Date of Award
Doctor of Philosophy
Food Science and Technology
F. Ann Draughon
P. Michael Davidson, Jochen Weiss, David C. White
The objectives of this study were to evaluate the antimicrobial activity of essential oil components (EOC) against Salmonella Typhimurium and Listeria monocytogenes and evaluate changes in bacterial membrane composition by observing changes in the fatty acids of Salmonella associated with exposure and adaptation to (or growth in the presence of) cinnamaldehyde (CIN) and carvacrol (CRV) EOC. Ten EOC were tested for efficacy using the broth microdilution and macrodilution methods. Beta-caryophyllene, limonene, alpha-pinene, and thymol were not lethal to Salmonella and Listeria at 2800mg/L. Dose-response models showed that the most effective EOC against Salmonella were CIN and CRV (50% probability of lethality with avg. of 280mg/L and 1080mg/L, respectively) regardless of method. CIN (790mg/L) and RHO (1810mg/L) were the most lethal against Listeria. CIN- or CRV-adapted or non-adapted Salmonella were inoculated into broth containing 250mg/L CIN, 871mg/L CRV, or no EOC. At 2 and 24h, the saturated fatty acid (SFA) to unsaturated fatty acid (UFA) ratio in the membrane of CIN- or CRV-adapted cells treated with CIN or CRV was numerically higher than in the non-adapted cells treated with CIN or CRV. Significant (p<0.05) changes were observed with CIN or CRV exposure.

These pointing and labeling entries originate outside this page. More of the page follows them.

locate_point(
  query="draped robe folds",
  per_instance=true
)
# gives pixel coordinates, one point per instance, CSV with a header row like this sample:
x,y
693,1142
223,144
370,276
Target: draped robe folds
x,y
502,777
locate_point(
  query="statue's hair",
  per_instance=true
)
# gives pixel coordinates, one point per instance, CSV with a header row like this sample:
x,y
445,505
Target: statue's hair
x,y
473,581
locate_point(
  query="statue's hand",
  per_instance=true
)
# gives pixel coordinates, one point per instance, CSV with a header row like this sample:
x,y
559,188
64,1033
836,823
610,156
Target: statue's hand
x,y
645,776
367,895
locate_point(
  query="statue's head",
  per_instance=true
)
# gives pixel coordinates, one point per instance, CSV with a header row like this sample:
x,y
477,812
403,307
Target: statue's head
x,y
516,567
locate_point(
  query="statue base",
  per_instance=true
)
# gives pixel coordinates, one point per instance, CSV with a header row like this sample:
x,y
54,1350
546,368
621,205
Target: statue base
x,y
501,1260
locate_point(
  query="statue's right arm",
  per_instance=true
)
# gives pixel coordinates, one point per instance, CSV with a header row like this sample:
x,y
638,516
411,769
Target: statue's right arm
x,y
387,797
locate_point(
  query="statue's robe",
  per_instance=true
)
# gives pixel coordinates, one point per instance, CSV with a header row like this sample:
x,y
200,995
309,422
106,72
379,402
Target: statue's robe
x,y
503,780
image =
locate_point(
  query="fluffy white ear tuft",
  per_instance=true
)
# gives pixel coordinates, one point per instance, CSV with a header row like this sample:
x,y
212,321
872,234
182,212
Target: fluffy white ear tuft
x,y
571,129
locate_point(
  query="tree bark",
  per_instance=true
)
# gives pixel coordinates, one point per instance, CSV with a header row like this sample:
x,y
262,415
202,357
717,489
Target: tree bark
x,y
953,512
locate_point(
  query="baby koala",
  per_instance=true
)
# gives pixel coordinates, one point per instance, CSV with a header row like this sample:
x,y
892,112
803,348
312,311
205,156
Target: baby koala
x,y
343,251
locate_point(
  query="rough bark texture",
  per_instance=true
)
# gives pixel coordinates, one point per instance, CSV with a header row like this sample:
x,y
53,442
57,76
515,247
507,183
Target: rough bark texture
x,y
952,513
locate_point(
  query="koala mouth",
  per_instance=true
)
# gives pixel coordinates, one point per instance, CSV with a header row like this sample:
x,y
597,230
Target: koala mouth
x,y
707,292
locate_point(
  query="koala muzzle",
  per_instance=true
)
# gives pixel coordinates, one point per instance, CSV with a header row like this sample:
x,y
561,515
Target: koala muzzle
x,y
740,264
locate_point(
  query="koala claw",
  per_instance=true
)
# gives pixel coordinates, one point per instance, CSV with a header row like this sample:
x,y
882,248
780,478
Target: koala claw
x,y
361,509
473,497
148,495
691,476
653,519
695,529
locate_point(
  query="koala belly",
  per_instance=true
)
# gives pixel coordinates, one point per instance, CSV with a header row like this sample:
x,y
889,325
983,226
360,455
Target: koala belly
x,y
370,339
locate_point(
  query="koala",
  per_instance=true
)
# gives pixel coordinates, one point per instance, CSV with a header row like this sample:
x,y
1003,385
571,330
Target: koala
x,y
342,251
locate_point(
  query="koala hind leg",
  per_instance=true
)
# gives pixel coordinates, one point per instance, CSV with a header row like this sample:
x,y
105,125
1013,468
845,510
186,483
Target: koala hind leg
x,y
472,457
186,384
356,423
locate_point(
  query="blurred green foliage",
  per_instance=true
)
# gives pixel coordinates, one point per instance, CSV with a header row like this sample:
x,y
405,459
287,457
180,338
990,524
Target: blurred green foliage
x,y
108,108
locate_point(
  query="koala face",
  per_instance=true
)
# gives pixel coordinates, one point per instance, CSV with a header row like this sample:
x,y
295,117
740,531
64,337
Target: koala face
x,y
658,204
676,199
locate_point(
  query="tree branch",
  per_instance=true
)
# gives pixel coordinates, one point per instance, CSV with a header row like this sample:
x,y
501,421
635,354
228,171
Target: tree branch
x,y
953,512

After 2h of exposure to CIN, the non-adapted CIN-treated cells had lower total phospholipid fatty acid (PLFA), lower C16:1w7c, and higher C18:0 and SFA than the non-adapted control. After 24h of exposure to CIN, the non-adapted CIN-treated Salmonella had lower Cy17:0 and Cy19:0 than the non-adapted control and higher C16:0 and SFA. Compared to the non-adapted control at 2h, the non-adapted CRV-treated Salmonella had lower PLFA, and lower C16:1w7c, Cy17:0, C18:1w9c, C18:1w7c, and UFA and higher C14:0, C18:0, SFA, and SFA/UFA ratio. At 24h, the non-adapted CRV-treated cells had lower PLFA, Cy17:0, C18:1w7c, and UFA and higher C16:1w7c and SFA than the non-adapted control. Antimicrobial treatment appeared to decrease the fluidity of the Salmonella membrane by increasing SFA. This decreased fluidity may prevent additional CIN and CRV from permeating. Growth in the presence of the antimicrobial had a much smaller effect on the fatty acid composition. Additional measurement of the membrane transition temperature from gel-to-liquid-crystalline phase would indicate fluidity.
Ling, Valerie W., "Antimicrobial Activity and Effect of Selected Essential Oil Components on Cell Membrane Lipids. " PhD diss., University of Tennessee, 2004.